Payton died at his suburban Southfield home.
Payton was the quiet, laid-back one in a group that stayed together for four decades -- playing even in recent years, said Esther Gordy Edwards, who managed the group in the early 1960s.
"I always thought of them as closer than brothers," said Edwards, the sister of Motown founder Berry Gordy.
The Four Tops have sold more than 50 million records and produced such hits as Baby I Need Your Loving, Reach Out (I'll Be There), I Can't Help Myself (Sugar Pie, Honey Bunch) and Standing in the Shadows of Love.
Levi Stubbs, the group's lead singer, said Payton was crucial to the Tops because "he was responsible for the harmony."
The group -- Payton, Stubbs, Abdul "Duke" Fakir and Renaldo "Obie" Benson -- began singing together in the 1950s under the name the Four Aims.
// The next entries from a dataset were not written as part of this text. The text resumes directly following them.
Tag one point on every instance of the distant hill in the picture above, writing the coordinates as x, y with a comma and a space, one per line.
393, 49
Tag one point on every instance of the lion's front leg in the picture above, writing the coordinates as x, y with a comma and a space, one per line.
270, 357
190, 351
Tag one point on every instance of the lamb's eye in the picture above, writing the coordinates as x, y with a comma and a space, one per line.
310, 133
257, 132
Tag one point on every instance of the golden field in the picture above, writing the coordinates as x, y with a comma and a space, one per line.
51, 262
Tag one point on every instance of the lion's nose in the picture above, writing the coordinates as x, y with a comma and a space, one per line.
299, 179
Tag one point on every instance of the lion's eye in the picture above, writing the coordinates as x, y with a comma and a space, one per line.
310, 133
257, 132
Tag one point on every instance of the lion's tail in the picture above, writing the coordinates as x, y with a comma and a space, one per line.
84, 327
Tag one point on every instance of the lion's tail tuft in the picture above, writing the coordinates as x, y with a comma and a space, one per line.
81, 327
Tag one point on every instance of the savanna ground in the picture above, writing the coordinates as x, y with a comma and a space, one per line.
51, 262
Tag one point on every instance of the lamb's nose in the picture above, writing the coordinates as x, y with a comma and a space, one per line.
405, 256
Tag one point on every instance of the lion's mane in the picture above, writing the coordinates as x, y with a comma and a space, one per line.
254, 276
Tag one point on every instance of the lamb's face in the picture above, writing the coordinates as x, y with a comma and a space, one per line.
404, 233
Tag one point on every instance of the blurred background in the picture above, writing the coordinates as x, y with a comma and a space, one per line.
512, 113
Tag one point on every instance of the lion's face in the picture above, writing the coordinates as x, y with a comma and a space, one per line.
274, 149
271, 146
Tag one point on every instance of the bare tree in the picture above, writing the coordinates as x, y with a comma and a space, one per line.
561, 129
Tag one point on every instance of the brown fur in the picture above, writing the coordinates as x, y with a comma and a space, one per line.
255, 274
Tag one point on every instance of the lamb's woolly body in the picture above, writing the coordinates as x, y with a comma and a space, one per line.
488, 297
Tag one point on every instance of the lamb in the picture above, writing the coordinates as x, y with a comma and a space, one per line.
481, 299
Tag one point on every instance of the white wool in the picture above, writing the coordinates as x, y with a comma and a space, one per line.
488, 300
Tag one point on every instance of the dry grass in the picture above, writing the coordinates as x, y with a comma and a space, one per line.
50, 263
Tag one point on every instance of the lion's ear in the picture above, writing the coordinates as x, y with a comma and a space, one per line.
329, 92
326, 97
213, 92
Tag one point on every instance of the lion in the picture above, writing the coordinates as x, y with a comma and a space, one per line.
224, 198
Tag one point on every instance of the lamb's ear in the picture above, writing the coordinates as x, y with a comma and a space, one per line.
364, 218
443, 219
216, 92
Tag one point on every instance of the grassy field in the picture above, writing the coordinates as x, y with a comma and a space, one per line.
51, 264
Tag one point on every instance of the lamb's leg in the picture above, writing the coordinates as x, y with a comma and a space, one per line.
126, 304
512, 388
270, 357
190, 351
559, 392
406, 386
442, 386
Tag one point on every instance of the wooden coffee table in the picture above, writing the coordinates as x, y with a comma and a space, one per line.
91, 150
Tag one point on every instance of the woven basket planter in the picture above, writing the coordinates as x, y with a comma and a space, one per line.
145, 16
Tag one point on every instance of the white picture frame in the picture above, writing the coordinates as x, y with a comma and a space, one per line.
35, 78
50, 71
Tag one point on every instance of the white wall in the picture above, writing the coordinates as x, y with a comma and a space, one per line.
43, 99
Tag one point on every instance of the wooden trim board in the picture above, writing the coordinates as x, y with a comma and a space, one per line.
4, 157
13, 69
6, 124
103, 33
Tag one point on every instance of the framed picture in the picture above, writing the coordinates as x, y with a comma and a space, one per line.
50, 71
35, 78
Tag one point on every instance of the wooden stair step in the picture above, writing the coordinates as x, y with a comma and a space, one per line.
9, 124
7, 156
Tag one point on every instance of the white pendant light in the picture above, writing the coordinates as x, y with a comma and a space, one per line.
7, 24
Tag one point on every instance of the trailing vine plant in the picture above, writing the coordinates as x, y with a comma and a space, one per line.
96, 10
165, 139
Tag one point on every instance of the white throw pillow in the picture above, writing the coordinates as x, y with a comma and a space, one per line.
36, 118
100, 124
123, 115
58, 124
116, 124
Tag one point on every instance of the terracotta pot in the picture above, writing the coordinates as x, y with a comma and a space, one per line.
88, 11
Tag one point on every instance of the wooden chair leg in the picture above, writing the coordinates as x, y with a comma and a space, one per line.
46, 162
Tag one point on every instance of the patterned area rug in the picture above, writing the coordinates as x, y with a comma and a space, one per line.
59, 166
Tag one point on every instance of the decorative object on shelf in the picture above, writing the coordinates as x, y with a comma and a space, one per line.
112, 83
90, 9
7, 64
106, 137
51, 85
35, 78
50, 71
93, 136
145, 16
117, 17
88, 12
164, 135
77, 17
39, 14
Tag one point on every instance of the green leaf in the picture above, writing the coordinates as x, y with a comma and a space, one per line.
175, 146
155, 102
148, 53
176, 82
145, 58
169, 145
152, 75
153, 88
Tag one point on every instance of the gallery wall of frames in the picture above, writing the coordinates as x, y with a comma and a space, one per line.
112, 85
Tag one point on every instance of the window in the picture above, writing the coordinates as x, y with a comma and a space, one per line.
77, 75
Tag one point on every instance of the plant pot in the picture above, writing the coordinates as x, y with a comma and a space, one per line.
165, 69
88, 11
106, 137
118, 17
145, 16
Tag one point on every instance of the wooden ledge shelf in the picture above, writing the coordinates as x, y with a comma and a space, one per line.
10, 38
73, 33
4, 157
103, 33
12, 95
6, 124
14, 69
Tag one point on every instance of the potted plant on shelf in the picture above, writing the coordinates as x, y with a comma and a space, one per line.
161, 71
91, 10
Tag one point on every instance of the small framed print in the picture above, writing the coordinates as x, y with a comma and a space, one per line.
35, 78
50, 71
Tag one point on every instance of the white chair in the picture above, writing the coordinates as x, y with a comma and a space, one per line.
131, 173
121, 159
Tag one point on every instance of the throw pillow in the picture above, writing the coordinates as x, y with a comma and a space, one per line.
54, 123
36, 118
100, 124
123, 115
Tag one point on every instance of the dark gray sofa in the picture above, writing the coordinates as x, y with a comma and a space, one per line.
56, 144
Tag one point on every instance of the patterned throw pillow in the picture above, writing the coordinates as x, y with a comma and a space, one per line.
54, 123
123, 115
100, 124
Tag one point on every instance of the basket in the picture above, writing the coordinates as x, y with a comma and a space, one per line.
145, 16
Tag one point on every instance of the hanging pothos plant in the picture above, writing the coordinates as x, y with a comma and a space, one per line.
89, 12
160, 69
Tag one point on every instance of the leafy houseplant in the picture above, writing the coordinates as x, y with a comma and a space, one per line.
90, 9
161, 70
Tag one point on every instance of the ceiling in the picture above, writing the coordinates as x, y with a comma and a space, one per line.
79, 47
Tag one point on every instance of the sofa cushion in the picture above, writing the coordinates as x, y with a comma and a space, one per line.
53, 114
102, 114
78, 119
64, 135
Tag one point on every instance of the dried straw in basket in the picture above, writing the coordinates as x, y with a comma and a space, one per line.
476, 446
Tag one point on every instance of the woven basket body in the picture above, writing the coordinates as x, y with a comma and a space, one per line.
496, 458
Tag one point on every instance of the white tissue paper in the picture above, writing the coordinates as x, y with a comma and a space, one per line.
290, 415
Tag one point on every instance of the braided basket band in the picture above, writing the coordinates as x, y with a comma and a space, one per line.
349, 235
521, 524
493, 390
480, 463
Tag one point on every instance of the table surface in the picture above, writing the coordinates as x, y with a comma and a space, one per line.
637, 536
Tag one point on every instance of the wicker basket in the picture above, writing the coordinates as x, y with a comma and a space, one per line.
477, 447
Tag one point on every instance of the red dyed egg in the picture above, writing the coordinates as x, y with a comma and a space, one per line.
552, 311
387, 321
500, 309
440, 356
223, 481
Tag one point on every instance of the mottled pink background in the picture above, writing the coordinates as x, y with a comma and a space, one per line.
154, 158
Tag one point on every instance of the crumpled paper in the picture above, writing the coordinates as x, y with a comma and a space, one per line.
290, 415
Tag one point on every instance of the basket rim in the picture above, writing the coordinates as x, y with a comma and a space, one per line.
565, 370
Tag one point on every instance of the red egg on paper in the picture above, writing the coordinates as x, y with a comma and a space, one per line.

After singing backup for vocalist Billy Eckstine, they came to Motown in the early 1960s.
"After 43 years, it's just heartbreaking to us," Fakir said.
Payton recently became too ill to perform, and the other members took the stage without him. In April, all of them except Payton appeared at a ceremony to receive the group's star on the Hollywood Walk of Fame.
The Tops were inducted into the Rock and Roll Hall of Fame in 1990 and their last album was Christmas Here With You in 1995.
"To my knowledge they're the only Motown group that stayed intact with the original members all the way to the present," said John Wright, project director for the Motown Sound exhibit at Henry Ford Museum in Dearborn. "That's just a remarkable career for all of them."
The members often rotated lead singing roles and every one was essential to the whole, Wright said.
"The Four Tops were so much a group and everybody really depended on everyone else that it's hard to imagine the loss of one of them," he said.
Stubbs said the group would continue to perform as a trio, renamed The Tops, rather than replace Payton, and would pay his salary to Payton's family.
Services were scheduled for Wednesday in Detroit.